Revuelta Barbero J Manuel, Rindler Rima S, Martin Clara, Orellana Marcelo, Porto Edoardo, Solares C Arturo, Pradilla Gustavo
Department of Neurosurgery, Emory University, Atlanta, Georgia, United States.
Department of Otolaryngology, Emory University, Atlanta, Georgia, United States.
Surg Neurol Int. 2022 Mar 18;13:93. doi: 10.25259/SNI_1173_2021. eCollection 2022.
Tuberculum sellae meningiomas represent approximately 5-10% of intracranial meningiomas.[2] Although benign, they are associated with substantial morbidity, especially visual disturbance. At present, there are three main treatment options for patients with tuberculum sellae meningiomas: observational, with serial imaging follow; microsurgical resection; and stereotactic radiosurgery. The advantages of the supraorbital eyebrow craniotomy are the direct visualization of the anterior cranial fossa, anterior circulation, and the optical apparatus, reducing the extent of brain retraction, and the absence of risks of temporalis muscle hypotrophy and posterior chewing discomfort.

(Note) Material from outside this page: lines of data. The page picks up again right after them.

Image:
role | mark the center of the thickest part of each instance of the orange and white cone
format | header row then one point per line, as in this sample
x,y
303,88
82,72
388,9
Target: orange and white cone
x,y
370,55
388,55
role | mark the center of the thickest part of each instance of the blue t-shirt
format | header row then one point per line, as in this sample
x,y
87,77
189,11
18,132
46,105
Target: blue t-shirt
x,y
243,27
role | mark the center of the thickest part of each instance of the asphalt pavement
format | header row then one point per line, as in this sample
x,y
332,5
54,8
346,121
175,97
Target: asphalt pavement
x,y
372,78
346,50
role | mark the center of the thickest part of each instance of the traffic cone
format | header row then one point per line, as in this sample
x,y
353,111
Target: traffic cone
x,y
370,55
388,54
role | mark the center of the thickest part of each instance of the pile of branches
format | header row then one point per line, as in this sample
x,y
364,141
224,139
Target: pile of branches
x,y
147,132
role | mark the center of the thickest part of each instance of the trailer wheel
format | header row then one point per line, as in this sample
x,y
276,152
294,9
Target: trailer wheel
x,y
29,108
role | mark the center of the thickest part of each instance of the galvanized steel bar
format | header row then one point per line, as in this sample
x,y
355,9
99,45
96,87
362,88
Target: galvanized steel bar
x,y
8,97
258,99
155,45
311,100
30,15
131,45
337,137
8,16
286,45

Conversely, minor drawbacks are a steeper learning curve related to a narrower surgical corridor than a standard frontotemporal approach and the minimal risk of supraorbital nerve injury.[1,3].

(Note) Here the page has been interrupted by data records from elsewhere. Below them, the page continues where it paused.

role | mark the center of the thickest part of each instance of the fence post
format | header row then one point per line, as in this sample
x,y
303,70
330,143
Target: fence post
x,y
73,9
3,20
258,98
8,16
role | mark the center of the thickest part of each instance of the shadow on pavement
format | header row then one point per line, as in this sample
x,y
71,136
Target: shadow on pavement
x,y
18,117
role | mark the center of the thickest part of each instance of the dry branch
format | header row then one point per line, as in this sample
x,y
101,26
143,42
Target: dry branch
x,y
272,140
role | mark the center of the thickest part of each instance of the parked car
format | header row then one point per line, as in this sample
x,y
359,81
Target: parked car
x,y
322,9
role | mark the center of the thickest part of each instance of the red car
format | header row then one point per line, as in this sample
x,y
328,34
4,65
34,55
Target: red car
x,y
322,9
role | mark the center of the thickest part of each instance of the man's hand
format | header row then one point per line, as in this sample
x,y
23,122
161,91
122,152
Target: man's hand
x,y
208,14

The authors report the case of a 42-year-old female who presented with acute-onset vision loss and only finger counting in her left eye associated with headache. Magnetic resonance imaging (MRI) showed a suprasellar extra-axial T1 enhancing mass with encasement of the left optic nerve and paraclinoid internal carotid artery and mass effect on the optic chiasm. A keyhole supraorbital eyebrow approach assisted with a microinspection tool was performed for tumor resection and optic nerve decompression. A Simpson Grade 2 tumor resection was achieved, and histopathology revealed a WHO Grade-I tuberculum sellae meningioma. The patient's presentation, rationale, key surgical steps, and outcome are discussed, and informed consent for surgery and video recording was obtained.
This surgical video illustrates the use of a keyhole supraorbital eyebrow approach assisted with a microinspection endoscopic tool for the resection of a tuberculum sellae meningioma. The tumor size, extension, and preoperative clinical status determine the optimal surgical corridor in tuberculum sellae meningioma. The keyhole supraorbital eyebrow approach allows safe and direct access to anterior cranial fossa lesions.
鞍结节脑膜瘤约占颅内脑膜瘤的5%-10%。[2]尽管为良性肿瘤,但它们常伴有严重的发病率,尤其是视觉障碍。目前,鞍结节脑膜瘤患者主要有三种治疗选择:观察等待,定期进行影像学随访;显微手术切除;立体定向放射外科治疗。眶上眉弓开颅术的优点是能直接观察前颅窝、前循环和视觉器官,减少脑牵拉程度,且不存在颞肌萎缩和咀嚼后不适的风险。相反,其缺点是与标准额颞入路相比,手术通道更窄,学习曲线更陡,且存在眶上神经损伤的最小风险。[1,3]
作者报告了一例42岁女性患者,该患者因突发视力丧失,左眼仅能进行手指计数,并伴有头痛前来就诊。磁共振成像(MRI)显示鞍上轴外T1增强肿块,包绕左侧视神经和床突旁颈内动脉,并对视交叉产生占位效应。采用眶上眉弓锁孔入路并辅助显微检查工具进行肿瘤切除和视神经减压。实现了辛普森2级肿瘤切除,组织病理学检查显示为世界卫生组织I级鞍结节脑膜瘤。讨论了患者的临床表现、治疗原理、关键手术步骤及结果,并获得了手术和录像的知情同意。
本手术视频展示了使用眶上眉弓锁孔入路并辅助显微检查内镜工具切除鞍结节脑膜瘤的过程。肿瘤大小、范围及术前临床状态决定了鞍结节脑膜瘤的最佳手术通道。眶上眉弓锁孔入路可安全、直接地到达前颅窝病变部位。